I struggled to see the trail. I was the last of five riders on a descent filled with tight turns, sketchy gravel, and darkness. Plus, there was dust—lots and lots of dust. My bright helmet-mounted light made it a very well-lit cloud of obfuscation.
Then there was the skunk, but that’s a bit later.
We were behind Lincoln Junior High in Bentonville, on a section Strava calls the Panther Prowl. It’s a short, not very steep downhill run, capped by a few steep runs into and out of ravines. I’m sure there’s some term for that. The pedal back to the top is easy, with a choice between a long, low trestle, or an alternate trail that’s a fun ride in itself. We were there to session the descent repeatedly and build cornering skills.
I wasn’t familiar with the trail, so seeing was a priority, but with the dry conditions it also was a luxury. It helped that Chuck suggested those who had been riding in the back take point next time to avoid the dust.
I knew Dave and his helmet light were right on me, because my shadow loomed ahead like a massive, evasive monster on the trail. It didn’t seem to know the trail any better than I did, and it was distracting me now that I had a clearer view.
Maybe I don’t trust my tires enough, but gravel makes me nervous and causes me to fear-brake before curves a lot. “Go up high on those curves to stay out of that gravel,” Dave said.

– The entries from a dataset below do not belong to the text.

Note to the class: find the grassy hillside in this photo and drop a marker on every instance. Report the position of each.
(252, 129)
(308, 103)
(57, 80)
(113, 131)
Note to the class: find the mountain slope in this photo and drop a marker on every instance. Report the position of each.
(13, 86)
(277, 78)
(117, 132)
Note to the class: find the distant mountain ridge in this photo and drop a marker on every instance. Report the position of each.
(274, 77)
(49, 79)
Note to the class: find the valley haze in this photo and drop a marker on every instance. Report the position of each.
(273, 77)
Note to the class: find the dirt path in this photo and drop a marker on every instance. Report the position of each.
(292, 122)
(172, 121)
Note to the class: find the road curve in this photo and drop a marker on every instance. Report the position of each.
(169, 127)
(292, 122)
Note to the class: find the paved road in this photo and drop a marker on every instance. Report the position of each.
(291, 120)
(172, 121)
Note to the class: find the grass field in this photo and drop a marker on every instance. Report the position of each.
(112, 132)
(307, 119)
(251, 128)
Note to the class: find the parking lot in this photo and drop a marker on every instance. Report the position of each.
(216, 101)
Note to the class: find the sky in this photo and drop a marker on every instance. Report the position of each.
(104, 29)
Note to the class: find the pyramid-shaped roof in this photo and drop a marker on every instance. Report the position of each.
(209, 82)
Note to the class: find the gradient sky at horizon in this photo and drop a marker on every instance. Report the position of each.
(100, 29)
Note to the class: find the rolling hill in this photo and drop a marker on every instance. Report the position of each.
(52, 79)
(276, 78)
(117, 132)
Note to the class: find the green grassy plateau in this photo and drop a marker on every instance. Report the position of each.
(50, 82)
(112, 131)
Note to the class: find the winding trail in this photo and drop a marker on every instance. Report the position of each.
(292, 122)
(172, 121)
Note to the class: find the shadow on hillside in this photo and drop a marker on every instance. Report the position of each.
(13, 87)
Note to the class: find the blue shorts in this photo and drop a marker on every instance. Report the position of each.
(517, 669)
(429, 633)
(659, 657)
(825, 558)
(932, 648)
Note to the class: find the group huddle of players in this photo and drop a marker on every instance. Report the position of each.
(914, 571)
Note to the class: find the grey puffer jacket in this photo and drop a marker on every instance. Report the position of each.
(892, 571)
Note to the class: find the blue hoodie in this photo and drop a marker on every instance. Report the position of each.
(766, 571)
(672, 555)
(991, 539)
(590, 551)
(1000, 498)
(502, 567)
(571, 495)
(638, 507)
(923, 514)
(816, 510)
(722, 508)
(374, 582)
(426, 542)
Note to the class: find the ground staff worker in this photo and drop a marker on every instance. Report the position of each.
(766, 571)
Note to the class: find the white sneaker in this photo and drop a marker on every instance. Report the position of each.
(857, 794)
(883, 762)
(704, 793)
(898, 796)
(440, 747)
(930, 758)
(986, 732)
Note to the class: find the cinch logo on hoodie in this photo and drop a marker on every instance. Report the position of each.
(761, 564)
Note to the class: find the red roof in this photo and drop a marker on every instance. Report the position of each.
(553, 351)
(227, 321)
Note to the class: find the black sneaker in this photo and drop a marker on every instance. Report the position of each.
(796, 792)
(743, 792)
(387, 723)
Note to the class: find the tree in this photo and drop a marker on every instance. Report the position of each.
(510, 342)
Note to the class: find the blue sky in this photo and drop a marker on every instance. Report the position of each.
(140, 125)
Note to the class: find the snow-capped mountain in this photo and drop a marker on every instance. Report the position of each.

I gave that a shot, but still slowed down a lot as the twists got tighter. I think my lack of experience with berms also made me hold back.
I’m accustomed to curves that are at best flat, and at worst, off camber. I’ve rarely ridden where one can properly lean and let the tires do their job. I have it in my head that leaning and going fast mean washing out.
I sometimes tell myself, “If only we had soil like the mountain bike trails in the Pacific Northwest, I could really shred.”
Then I snap back to reality and remind myself that we need some rain. Just a little moisture can help hold the dirt together, and that makes for more grip everywhere on the trail.
On a subsequent run, Dave took point, and I was in the back again. I blindly made my way down through the dust cloud. On the last big curve, Dave and his bike were down and he was yelling, “Skunk! Skunk!”
We all looked around, but didn’t see anything. More importantly, we didn’t smell anything. I’m sure five riders with bright lights were plenty to make it run away at its top speed.
If I had been fear-braking, I guess Dave had been skunk-braking.